The federal material witness statute allows law enforcement to detain a witness whose testimony prosecutors believe is material at a criminal trial if it believes that witness won’t testify voluntarily. Our client was arrested and detained ostensibly so he’d testify as a material witness in the trial of Sami Omar al-Hussayen, who attended the same university as al-Kidd and was charged with visa fraud.
During his 16-day detention, al-Kidd was moved to three separate federal detention facilities in three different states, and was sometimes held naked and shackled hand-and-foot. After he was released, al-Kidd’s travel was restricted to only four states and he had to surrender his passport and report to probation officers. These draconian conditions lasted for more than a year.
But here’s the problem: al-Kidd was never asked to testify against al-Hussayen. And al-Kidd himself was never charged with a crime.
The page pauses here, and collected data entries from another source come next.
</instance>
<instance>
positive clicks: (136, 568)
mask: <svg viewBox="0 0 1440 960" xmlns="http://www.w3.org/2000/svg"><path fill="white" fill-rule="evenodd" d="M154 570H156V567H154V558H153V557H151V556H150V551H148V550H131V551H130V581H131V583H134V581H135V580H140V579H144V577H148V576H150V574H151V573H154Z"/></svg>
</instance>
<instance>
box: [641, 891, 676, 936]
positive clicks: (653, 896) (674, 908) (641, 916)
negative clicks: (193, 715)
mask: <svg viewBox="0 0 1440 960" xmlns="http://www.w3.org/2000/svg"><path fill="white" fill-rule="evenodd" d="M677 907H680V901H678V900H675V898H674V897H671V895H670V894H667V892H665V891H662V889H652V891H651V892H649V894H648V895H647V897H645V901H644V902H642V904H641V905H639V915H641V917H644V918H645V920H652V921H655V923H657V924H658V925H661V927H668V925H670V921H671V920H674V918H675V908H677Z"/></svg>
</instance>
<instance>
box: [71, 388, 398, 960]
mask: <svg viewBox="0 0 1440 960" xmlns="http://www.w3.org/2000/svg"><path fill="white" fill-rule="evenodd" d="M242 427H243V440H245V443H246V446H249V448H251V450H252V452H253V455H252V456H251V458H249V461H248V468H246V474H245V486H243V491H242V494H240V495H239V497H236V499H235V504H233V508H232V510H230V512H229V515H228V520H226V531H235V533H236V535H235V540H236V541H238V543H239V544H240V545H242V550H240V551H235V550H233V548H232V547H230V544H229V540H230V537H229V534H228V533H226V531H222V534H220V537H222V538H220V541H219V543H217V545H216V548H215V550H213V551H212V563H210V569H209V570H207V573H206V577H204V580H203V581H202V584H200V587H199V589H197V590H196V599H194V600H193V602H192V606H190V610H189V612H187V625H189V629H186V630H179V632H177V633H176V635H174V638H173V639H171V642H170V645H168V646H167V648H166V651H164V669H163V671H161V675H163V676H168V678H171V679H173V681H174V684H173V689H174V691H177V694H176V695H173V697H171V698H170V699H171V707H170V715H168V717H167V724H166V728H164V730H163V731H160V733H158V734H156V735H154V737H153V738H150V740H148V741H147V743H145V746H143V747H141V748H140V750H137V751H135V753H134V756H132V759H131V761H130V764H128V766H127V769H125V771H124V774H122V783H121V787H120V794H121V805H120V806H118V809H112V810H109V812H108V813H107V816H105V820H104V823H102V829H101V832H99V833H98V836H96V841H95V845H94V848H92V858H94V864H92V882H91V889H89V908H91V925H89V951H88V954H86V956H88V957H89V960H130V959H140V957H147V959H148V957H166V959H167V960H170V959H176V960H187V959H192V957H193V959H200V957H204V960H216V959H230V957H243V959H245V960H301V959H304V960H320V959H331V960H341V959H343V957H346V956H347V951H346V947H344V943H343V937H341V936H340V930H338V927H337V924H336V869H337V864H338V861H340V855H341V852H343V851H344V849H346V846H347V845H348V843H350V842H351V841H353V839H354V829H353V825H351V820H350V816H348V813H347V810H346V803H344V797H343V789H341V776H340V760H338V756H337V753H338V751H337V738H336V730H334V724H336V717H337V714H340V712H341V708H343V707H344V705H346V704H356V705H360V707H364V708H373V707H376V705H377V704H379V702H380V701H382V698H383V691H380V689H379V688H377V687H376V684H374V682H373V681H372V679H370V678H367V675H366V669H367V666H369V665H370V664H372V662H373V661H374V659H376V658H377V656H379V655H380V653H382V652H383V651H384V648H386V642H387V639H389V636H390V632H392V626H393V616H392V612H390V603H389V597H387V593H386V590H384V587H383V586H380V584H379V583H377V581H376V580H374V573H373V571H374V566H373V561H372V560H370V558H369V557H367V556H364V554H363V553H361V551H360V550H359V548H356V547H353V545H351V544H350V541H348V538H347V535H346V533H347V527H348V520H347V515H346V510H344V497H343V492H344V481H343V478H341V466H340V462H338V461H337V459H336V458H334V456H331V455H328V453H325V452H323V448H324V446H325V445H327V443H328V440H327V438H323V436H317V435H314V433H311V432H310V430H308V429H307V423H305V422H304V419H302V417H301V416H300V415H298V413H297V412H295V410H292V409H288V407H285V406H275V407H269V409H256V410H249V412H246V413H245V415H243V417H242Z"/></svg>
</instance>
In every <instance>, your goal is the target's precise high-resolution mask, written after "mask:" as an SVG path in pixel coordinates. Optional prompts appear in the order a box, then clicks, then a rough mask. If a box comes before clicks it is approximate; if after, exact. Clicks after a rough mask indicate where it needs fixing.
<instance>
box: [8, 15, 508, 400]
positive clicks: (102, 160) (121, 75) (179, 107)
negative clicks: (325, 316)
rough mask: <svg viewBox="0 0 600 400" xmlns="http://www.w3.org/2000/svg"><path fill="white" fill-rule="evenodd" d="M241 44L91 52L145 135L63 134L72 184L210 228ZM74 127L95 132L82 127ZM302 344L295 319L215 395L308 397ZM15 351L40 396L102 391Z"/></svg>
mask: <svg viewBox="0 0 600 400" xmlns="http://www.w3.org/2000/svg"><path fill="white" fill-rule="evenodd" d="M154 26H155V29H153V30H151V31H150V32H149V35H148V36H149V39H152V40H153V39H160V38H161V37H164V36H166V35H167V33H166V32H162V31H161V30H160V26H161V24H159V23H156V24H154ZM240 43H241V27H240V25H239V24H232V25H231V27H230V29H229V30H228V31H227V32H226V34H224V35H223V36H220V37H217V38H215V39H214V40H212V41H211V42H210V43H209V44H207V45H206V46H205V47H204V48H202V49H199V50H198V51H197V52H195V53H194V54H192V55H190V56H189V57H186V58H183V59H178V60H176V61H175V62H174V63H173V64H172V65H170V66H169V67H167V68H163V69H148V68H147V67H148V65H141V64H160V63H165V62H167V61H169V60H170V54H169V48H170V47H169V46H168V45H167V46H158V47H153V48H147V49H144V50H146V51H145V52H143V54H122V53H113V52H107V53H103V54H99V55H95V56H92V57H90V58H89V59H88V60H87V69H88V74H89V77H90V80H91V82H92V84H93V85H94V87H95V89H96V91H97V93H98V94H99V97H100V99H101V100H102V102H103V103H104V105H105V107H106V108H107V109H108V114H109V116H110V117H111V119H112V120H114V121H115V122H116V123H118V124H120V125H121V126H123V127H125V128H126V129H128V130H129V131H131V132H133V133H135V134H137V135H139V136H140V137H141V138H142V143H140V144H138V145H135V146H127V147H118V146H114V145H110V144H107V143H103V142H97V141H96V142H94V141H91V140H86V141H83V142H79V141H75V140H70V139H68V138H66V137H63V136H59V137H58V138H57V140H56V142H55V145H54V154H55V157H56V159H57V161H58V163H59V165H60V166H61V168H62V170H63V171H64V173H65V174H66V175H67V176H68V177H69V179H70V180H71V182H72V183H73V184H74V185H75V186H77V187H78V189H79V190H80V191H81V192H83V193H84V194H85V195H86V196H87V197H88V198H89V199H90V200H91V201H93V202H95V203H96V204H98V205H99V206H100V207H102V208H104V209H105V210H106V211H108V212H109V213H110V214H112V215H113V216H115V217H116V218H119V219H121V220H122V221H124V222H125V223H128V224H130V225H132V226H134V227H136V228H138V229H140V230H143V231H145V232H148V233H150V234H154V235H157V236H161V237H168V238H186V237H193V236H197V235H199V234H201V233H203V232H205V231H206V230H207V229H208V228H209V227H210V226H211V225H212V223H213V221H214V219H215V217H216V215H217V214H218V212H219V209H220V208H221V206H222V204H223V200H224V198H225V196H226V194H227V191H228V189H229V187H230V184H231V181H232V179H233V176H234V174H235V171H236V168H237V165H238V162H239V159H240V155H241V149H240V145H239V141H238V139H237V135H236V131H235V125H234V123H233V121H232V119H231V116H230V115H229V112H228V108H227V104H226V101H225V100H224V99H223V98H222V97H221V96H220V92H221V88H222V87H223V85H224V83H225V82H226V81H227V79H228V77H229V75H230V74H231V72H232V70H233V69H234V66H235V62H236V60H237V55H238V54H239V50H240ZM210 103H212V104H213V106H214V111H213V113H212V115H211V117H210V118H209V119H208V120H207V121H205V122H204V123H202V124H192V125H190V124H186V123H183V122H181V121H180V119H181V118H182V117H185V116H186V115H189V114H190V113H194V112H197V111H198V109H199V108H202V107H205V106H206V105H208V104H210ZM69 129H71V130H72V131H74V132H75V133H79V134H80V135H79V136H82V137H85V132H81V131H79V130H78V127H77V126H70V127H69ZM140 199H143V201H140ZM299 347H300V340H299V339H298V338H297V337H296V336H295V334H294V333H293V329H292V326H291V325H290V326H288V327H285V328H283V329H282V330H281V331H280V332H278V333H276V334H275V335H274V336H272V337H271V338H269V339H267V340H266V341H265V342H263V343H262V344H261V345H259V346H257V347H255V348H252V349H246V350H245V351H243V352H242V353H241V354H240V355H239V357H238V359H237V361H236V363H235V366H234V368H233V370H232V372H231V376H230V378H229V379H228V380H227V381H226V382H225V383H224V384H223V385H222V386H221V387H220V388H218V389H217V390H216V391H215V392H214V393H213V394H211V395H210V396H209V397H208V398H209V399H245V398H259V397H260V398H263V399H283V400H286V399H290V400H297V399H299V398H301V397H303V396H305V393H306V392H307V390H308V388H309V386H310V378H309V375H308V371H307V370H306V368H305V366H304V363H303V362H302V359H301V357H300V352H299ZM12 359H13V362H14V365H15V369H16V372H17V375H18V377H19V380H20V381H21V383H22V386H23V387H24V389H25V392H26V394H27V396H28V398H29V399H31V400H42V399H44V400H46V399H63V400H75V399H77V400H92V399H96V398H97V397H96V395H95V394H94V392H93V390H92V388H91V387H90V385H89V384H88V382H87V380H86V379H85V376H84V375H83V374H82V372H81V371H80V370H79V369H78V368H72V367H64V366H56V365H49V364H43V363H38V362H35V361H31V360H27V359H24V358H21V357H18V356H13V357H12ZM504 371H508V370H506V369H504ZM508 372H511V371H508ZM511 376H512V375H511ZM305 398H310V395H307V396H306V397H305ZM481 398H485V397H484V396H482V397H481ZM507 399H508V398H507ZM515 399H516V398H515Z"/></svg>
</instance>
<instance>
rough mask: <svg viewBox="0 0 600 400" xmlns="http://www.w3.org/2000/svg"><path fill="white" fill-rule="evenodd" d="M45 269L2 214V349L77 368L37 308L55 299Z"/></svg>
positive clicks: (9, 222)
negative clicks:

So why was he being treated like a criminal?
Prior to 9/11, the material witness law was used sparingly to ensure witnesses would be available to testify in criminal cases. After 9/11, Ashcroft retooled the law into an investigative detention statute, allowing the government to arrest and detain individuals for whom they lacked probable cause to charge with a crime. Our lawsuit charges this Ashcroft policy violates fundamental constitutional principles and al-Kidd was a victim of that policy. The district and appellate courts agreed.
The Supreme Court will now consider the case.